The exhibit, sponsored by the Friends of Hopital Albert Schweitzer, a Pittsburgh-based charity that does work in Haiti, will feature paintings and metal sculptures "inspired by the interaction and interdependence of the people of rural Haiti with their environment."
One lecture will be given by Lucy and Ian Rawson, who will discuss the artwork. Ms. Rawson is president of the Friends of Hopital Albert Schweitzer, which maintains an office and a gallery of Haitian art in Point Breeze and works in collaboration with Hopital Albert Schweitzer.
The other lecture will be by historian John Ford, who will speak about the civil rights movement, past and present.
While the events are free, Ms. Fitzgerald said the center will accept donations. She is planning a formal fundraiser at a later date.
She has also been talking to public entities and private foundations about releasing previously allocated funds or contributing new money to the center.

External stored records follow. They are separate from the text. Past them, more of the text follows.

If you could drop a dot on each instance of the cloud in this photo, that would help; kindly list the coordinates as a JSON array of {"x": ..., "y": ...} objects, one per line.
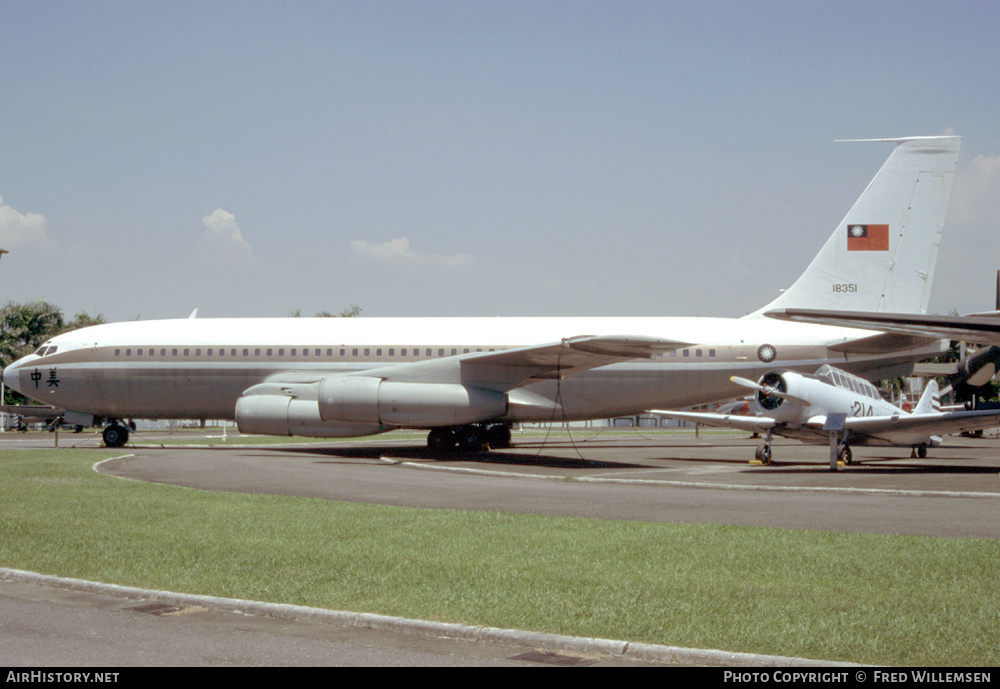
[
  {"x": 975, "y": 196},
  {"x": 399, "y": 252},
  {"x": 223, "y": 244},
  {"x": 20, "y": 230}
]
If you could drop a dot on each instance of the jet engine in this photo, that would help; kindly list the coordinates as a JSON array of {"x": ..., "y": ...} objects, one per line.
[
  {"x": 284, "y": 415},
  {"x": 349, "y": 406}
]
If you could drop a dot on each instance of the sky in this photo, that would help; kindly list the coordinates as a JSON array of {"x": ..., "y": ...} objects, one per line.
[{"x": 457, "y": 158}]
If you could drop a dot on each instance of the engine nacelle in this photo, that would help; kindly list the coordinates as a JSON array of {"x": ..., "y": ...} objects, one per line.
[
  {"x": 771, "y": 399},
  {"x": 284, "y": 415},
  {"x": 360, "y": 399}
]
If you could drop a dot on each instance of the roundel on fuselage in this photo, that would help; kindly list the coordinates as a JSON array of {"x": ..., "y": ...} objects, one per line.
[{"x": 767, "y": 353}]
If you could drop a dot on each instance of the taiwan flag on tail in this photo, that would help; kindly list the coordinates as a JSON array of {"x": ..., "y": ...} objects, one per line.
[{"x": 867, "y": 237}]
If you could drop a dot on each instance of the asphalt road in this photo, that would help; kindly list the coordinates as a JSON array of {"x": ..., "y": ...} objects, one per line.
[{"x": 954, "y": 492}]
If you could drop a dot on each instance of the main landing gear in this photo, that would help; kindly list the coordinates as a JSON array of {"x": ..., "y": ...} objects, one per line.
[
  {"x": 763, "y": 453},
  {"x": 470, "y": 438},
  {"x": 116, "y": 433}
]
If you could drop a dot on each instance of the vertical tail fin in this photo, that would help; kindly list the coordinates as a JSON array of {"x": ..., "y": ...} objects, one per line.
[
  {"x": 930, "y": 401},
  {"x": 882, "y": 255}
]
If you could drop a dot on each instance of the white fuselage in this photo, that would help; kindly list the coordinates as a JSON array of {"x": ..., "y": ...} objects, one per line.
[{"x": 199, "y": 368}]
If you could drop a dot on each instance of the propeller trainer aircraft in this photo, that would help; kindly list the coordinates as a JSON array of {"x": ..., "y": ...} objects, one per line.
[{"x": 466, "y": 380}]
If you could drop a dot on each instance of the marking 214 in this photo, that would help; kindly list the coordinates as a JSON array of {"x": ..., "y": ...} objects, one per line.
[{"x": 861, "y": 409}]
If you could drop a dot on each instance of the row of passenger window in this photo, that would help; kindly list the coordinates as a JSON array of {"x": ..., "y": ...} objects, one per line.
[{"x": 697, "y": 352}]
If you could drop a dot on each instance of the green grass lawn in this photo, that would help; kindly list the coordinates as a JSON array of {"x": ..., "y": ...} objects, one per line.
[{"x": 844, "y": 597}]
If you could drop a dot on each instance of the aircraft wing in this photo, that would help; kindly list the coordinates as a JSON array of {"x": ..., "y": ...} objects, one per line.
[
  {"x": 743, "y": 423},
  {"x": 916, "y": 425},
  {"x": 31, "y": 410},
  {"x": 982, "y": 328}
]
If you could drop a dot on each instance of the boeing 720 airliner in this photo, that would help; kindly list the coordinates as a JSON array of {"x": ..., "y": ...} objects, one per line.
[{"x": 466, "y": 380}]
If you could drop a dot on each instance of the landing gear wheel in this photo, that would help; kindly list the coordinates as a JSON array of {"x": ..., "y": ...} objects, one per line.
[
  {"x": 441, "y": 439},
  {"x": 498, "y": 437},
  {"x": 115, "y": 435}
]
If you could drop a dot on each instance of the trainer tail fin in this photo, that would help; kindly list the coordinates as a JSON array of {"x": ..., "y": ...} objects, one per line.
[
  {"x": 930, "y": 401},
  {"x": 882, "y": 255}
]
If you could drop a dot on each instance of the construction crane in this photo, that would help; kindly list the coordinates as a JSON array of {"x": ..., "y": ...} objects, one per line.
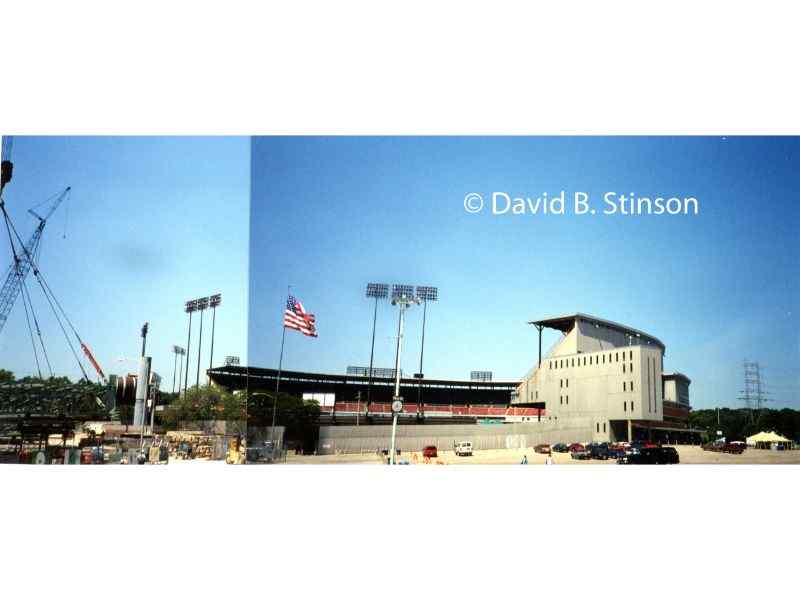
[
  {"x": 21, "y": 265},
  {"x": 26, "y": 262}
]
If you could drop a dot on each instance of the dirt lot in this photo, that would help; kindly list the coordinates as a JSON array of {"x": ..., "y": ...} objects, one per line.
[{"x": 688, "y": 454}]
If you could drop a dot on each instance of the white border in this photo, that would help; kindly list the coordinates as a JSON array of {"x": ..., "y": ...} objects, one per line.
[{"x": 416, "y": 67}]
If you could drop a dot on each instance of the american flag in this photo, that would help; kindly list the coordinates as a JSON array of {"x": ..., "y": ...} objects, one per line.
[{"x": 296, "y": 317}]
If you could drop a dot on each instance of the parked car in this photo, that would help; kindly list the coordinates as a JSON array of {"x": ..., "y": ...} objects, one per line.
[
  {"x": 732, "y": 448},
  {"x": 462, "y": 449},
  {"x": 598, "y": 451},
  {"x": 644, "y": 456},
  {"x": 667, "y": 455},
  {"x": 617, "y": 450},
  {"x": 580, "y": 452}
]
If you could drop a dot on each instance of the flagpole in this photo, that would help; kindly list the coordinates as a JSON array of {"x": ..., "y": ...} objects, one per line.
[{"x": 278, "y": 382}]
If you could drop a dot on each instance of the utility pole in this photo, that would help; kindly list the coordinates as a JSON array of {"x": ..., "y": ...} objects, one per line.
[
  {"x": 402, "y": 297},
  {"x": 377, "y": 291},
  {"x": 425, "y": 294},
  {"x": 202, "y": 304},
  {"x": 753, "y": 395},
  {"x": 214, "y": 302},
  {"x": 191, "y": 306},
  {"x": 144, "y": 336}
]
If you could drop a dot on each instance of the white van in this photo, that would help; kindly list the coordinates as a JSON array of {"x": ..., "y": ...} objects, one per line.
[{"x": 463, "y": 448}]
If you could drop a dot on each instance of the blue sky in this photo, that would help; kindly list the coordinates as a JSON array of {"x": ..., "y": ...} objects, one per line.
[
  {"x": 151, "y": 222},
  {"x": 329, "y": 215}
]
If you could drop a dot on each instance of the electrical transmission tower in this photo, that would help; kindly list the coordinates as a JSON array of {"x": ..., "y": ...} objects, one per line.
[{"x": 753, "y": 395}]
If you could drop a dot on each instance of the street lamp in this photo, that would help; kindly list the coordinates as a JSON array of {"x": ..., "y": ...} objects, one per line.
[
  {"x": 377, "y": 291},
  {"x": 145, "y": 328},
  {"x": 402, "y": 297},
  {"x": 426, "y": 294},
  {"x": 190, "y": 307}
]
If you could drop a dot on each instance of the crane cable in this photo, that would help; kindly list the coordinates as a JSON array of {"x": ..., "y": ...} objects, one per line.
[
  {"x": 30, "y": 331},
  {"x": 45, "y": 288},
  {"x": 25, "y": 290}
]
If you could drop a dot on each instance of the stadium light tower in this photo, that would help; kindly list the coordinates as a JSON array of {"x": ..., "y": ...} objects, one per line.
[
  {"x": 402, "y": 297},
  {"x": 178, "y": 351},
  {"x": 425, "y": 294},
  {"x": 202, "y": 304},
  {"x": 378, "y": 291},
  {"x": 191, "y": 306},
  {"x": 214, "y": 301}
]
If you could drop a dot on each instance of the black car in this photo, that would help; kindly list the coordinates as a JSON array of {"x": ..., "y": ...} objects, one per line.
[
  {"x": 645, "y": 456},
  {"x": 598, "y": 451},
  {"x": 667, "y": 456},
  {"x": 651, "y": 456}
]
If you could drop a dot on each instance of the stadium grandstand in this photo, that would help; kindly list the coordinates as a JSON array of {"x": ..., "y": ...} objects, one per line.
[{"x": 349, "y": 398}]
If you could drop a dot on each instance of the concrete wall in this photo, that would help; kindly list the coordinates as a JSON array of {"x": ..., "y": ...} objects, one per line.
[
  {"x": 412, "y": 438},
  {"x": 618, "y": 384}
]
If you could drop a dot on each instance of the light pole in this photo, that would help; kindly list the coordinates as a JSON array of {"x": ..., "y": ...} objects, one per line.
[
  {"x": 402, "y": 297},
  {"x": 145, "y": 328},
  {"x": 178, "y": 351},
  {"x": 426, "y": 294},
  {"x": 377, "y": 291},
  {"x": 191, "y": 306},
  {"x": 202, "y": 304},
  {"x": 214, "y": 301}
]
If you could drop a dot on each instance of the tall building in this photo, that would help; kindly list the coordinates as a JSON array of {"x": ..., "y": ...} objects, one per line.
[{"x": 606, "y": 379}]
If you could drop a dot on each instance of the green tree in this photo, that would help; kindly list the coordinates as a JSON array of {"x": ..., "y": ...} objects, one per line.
[
  {"x": 299, "y": 417},
  {"x": 207, "y": 403}
]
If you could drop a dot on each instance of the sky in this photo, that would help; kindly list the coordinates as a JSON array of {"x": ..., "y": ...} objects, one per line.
[
  {"x": 329, "y": 215},
  {"x": 150, "y": 223}
]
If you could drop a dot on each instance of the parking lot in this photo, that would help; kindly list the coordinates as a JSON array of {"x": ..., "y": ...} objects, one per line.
[{"x": 688, "y": 455}]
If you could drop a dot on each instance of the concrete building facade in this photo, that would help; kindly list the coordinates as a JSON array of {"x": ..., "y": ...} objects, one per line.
[{"x": 607, "y": 374}]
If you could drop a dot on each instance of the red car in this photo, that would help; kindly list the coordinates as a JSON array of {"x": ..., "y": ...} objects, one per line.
[
  {"x": 429, "y": 452},
  {"x": 733, "y": 448}
]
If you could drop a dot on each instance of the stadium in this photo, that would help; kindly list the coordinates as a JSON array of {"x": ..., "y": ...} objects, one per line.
[{"x": 602, "y": 381}]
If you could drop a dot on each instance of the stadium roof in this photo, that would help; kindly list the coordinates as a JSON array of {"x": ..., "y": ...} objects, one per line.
[
  {"x": 565, "y": 324},
  {"x": 676, "y": 375}
]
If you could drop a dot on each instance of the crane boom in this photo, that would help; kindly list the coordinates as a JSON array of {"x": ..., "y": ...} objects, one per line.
[{"x": 21, "y": 265}]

So far they have refused to do so, "based upon asserted past failures of AWC to carry out promises with transparency," Ms. Fitzgerald said in a Dec. 27 interim report to the court.
"Nonetheless, ultimately if there is a complete refusal of the foundations to provide funds and no public agency or governmental financial support sufficient to determine the viability of AWC, it will be unlikely that AWC can survive," she wrote.
The Pittsburgh Public Schools has expressed an interest in acquiring the center for arts education and performances. Ms. Fitzgerald has not yet met with its representatives.